Metal Gear Rising Revengence
Platform reviewed: PS3
Very few series in gaming can have the privilege of standing among the elite likes of Mario, Sonic, Megaman or several other long running franchises, and even fewer can boast such pedigree as Metal Gear. Kojima's opus has some terrifyingly devoted fans, so it wasn't particularly surprising to see some of them wary of moving from tactical espionage to blunt force. Platinum came through with something that is decidedly Metal Gear and all it's own at the same time.
Several years have past since the events of Metal Gear Solid 4 and the fall of The Patriot's hold on the world at war. Foxhound protege turned cyborg badass Raiden has returned to the battlefield with Maverick securities. Charged with defending an African Prime Minister and building their own army up, things go south when a mysterious cyborg duo working with Desperado mercenary group capture and kill the prime minister. Raiden is forced to upgrade himself to compete as he works to stop the ambitions of Desperado.
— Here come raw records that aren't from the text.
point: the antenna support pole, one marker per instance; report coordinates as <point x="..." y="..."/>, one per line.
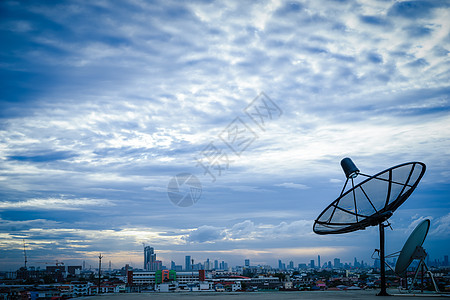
<point x="382" y="263"/>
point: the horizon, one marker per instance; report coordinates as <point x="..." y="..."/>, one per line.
<point x="107" y="109"/>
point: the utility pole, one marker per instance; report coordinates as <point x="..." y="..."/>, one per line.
<point x="99" y="271"/>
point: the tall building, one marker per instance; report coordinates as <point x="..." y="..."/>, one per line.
<point x="337" y="263"/>
<point x="188" y="263"/>
<point x="149" y="258"/>
<point x="247" y="263"/>
<point x="376" y="263"/>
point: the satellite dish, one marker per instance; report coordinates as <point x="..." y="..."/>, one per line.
<point x="415" y="240"/>
<point x="370" y="202"/>
<point x="413" y="250"/>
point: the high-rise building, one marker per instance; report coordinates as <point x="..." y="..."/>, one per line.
<point x="337" y="263"/>
<point x="188" y="263"/>
<point x="149" y="258"/>
<point x="376" y="263"/>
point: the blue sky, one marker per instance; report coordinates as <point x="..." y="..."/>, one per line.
<point x="102" y="103"/>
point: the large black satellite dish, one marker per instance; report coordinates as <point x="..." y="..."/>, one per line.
<point x="370" y="202"/>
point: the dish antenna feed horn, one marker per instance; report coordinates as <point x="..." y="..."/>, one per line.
<point x="370" y="202"/>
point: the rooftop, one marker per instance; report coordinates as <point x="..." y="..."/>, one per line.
<point x="332" y="295"/>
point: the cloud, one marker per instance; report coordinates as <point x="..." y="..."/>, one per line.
<point x="292" y="185"/>
<point x="441" y="227"/>
<point x="204" y="234"/>
<point x="55" y="204"/>
<point x="241" y="230"/>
The visual style is pretty on par with the last entry, and while not particularly spectacular at this point it does the job. The fact the game maintains a constant framerate when everything hits the fan is of particular note.
Rising is for the most part, amazingly light on the exposition for the series, keeping the few cutscenes it does have short and visually impactful. The occasional mid level codec conversations do result in the "hand to ear can't do anything" trope, but the pace is typically swift. Rising hardly has the most epic part of the Metal Gear saga, clocking it at six to eight hours. An in depth scoring system for each encounter and an overall rank for each mission encourage replayability, and the unlockable VR missions and currently free DLC chapters further the value.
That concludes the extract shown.